Now I'm going to assume true when $n=k$ and try and prove for $k+1$. So we have 
$$\begin{pmatrix} \cos(\theta) & \sin (\theta) \\ -\sin (\theta) & \cos (\theta)\end{pmatrix}^{k}\begin{pmatrix} \cos(\theta) & \sin (\theta) \\ -\sin (\theta) & \cos (\theta)\end{pmatrix}^{1} = \begin{pmatrix} \cos(k\theta + \theta) & \sin (k\theta + \theta) \\ -\sin (k\theta + \theta) & \cos (k\theta + \theta)\end{pmatrix}$$ 
Now I'm sure I can cheese this, but is there some clever way to pull this apart?

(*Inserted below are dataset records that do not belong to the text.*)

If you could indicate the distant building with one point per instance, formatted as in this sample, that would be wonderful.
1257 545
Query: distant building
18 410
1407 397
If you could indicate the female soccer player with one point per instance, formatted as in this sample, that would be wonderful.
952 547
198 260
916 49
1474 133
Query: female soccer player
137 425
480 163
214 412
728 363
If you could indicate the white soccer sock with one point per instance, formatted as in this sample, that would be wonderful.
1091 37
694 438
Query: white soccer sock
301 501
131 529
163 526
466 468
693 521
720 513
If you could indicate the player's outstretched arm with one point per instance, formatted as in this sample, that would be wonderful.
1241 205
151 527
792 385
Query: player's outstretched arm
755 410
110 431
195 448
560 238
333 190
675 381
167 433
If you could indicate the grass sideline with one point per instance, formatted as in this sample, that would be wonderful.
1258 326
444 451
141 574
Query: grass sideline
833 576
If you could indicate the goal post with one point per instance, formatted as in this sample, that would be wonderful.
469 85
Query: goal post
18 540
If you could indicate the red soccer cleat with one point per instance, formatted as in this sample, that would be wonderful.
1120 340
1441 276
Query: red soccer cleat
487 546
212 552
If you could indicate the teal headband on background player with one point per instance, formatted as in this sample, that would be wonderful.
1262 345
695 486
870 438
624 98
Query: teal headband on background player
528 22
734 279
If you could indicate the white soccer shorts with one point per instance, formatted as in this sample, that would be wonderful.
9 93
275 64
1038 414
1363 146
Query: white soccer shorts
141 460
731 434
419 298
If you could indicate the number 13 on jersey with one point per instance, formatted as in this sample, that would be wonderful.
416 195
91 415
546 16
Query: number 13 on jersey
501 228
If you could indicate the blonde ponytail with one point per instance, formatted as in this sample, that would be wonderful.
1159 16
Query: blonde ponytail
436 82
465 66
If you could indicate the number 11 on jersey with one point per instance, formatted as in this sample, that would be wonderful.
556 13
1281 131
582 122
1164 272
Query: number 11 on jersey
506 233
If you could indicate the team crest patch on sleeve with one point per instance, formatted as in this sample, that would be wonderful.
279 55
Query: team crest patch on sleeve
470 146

I want to just be able to say something like the determinant of the left side is $1^{k+1}$ and its the same on the right ...
Question part (2) Find an element of $H$ of order 5.
Here I'm totally lost, I seem to think that every element is of order 1 cause the determinant is 1.
Question part (3) Find an element of $H$ of infinite order.
Again I'm lost; I want to somehow make the determinant 0 for this but it can never be 0 for any $\theta$.
 A: Hints:
For part 1, you didn't actually use the inductive hypothesis yet. Remember that you are assuming that the claim is true when $n=k$, i.e. that
$$\begin{pmatrix} \cos(\theta) & \sin (\theta) \\ -\sin (\theta) & \cos (\theta)\end{pmatrix}^{k} = \begin{pmatrix} \cos(k\theta) & \sin (k\theta) \\ -\sin (k\theta) & \cos (k\theta)\end{pmatrix}.$$
Thus, what you want to prove can be rewritten as
$$\begin{pmatrix} \cos(k\theta) & \sin (k\theta) \\ -\sin (k\theta) & \cos (k\theta)\end{pmatrix}\begin{pmatrix} \cos(\theta) & \sin (\theta) \\ -\sin (\theta) & \cos (\theta)\end{pmatrix}^{1} = \begin{pmatrix} \cos(k\theta + \theta) & \sin (k\theta + \theta) \\ -\sin (k\theta + \theta) & \cos (k\theta + \theta)\end{pmatrix}.$$
You'll want to just multiply this out and use some trig identities.

For parts 2 and 3, you should note that multiplying a vector $\begin{pmatrix} a \\ b\end{pmatrix}$ in the plane $\mathbb{R}^2$ by the matrix $\begin{pmatrix} \cos(\theta) & \sin (\theta) \\ -\sin (\theta) & \cos (\theta)\end{pmatrix}$ produces the vector that is $\begin{pmatrix} a \\ b\end{pmatrix}$, except now rotated counterclockwise by an angle of $\theta$.
Can you think of an angle $\theta$ such that rotating the plane around the origin by $\theta$ 5 times in a row is equivalent to doing nothing?
Can you think of an angle $\theta$ such that no matter how many times you rotate the plane by it, it never comes back to its original orientation?